2.1. Largeur et profondeur de l'offre

On ne peut pas établir une matrice d’offre de services qui soit commune à toutes les bibliothèques. La nature de l’offre change en fonction de la catégorie, des missions, des publics ciblés et des moyens des bibliothèques. Très grossièrement, nous considérerons que le service de base primaire d’une bibliothèque est l’accès aux documents. Cet accès peut prendre plusieurs formes : consultation sur place, prêt, accès en ligne au texte intégral, etc. A côté de ce service de base primaire, qui donne à la bibliothèque sa raison d’être, celle-ci offre des services de base secondaires : recherche bibliographique, animations, etc. dont chacun peut justifier à lui seul la sollicitation de la bibliothèque par une catégorie du public sans toutefois fonder la raison d’être de la bibliothèque. Les services proposés dans le but de faciliter l’accès aux services de base sont appelés services périphériques (photocopie, accueil et orientation, assistance à la recherche, réservation, etc.)

Cette structure de l’offre des bibliothèques relève beaucoup plus d’une tradition professionnelle que d’une règle. Il est vrai que le poids de la tradition est souvent important, mais rien ne dit que cette tradition est immuable [MUET & SALAÜN, 2001]. Le réseau peut justement être un facteur décisif dans l’évolution de la structure de l’offre de services dans les bibliothèques.

Pour comprendre les effets du réseau sur le système d’offre dans une bibliothèque on se pose deux séries de questions relatives à la largeur et à la profondeur de l’offre de services :

  • Le réseau modifie-t-il la largeur de l’offre ? Est-il à l’origine de nouveaux services de base ? Est-il à l’origine de la disparition de certains services de base ?
  • Le réseau améliore-t-il ou dégrade-t-il la qualité des services de base offerts ? Génère-t-il de nouveaux services périphériques ? Garde-t-on les mêmes services périphériques pour une base d’utilisateurs plus large ? Ou encore entraîne-t-il la disparition de certains services périphériques ?

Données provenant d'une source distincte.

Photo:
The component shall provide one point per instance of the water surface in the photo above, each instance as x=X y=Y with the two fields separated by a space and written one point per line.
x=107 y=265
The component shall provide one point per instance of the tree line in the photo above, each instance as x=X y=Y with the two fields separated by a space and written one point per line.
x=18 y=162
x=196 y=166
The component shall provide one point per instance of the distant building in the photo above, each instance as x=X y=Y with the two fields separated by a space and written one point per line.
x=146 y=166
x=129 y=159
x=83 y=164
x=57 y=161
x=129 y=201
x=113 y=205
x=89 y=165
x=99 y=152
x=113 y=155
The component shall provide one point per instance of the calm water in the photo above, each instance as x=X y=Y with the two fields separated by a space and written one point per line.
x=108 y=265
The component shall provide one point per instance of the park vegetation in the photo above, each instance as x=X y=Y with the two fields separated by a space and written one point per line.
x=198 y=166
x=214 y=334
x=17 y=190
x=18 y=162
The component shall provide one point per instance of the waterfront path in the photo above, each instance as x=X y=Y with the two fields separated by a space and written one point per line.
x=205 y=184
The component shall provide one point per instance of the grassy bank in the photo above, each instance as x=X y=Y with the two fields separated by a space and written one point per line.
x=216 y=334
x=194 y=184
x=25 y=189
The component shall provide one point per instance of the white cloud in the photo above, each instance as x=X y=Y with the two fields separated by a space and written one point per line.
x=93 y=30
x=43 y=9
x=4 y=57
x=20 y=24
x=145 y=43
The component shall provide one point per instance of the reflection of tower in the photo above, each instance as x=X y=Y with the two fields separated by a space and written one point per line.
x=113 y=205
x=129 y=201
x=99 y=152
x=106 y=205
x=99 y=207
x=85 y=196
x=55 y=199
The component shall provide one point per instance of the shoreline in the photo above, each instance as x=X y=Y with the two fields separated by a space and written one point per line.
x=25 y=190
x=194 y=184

Les bibliothèques qui souffrent de la pauvreté de leurs offres de services de base et qui cherchent à attirer de nouveaux publics seront plus portées vers les réseaux dont l’objectif est soit l’échange de leurs services de base soit la mutualisation de leurs ressources pour la création de nouveaux services de base. On pourra penser aux bibliothèques de lecture publique qui ciblent un public très large et varié.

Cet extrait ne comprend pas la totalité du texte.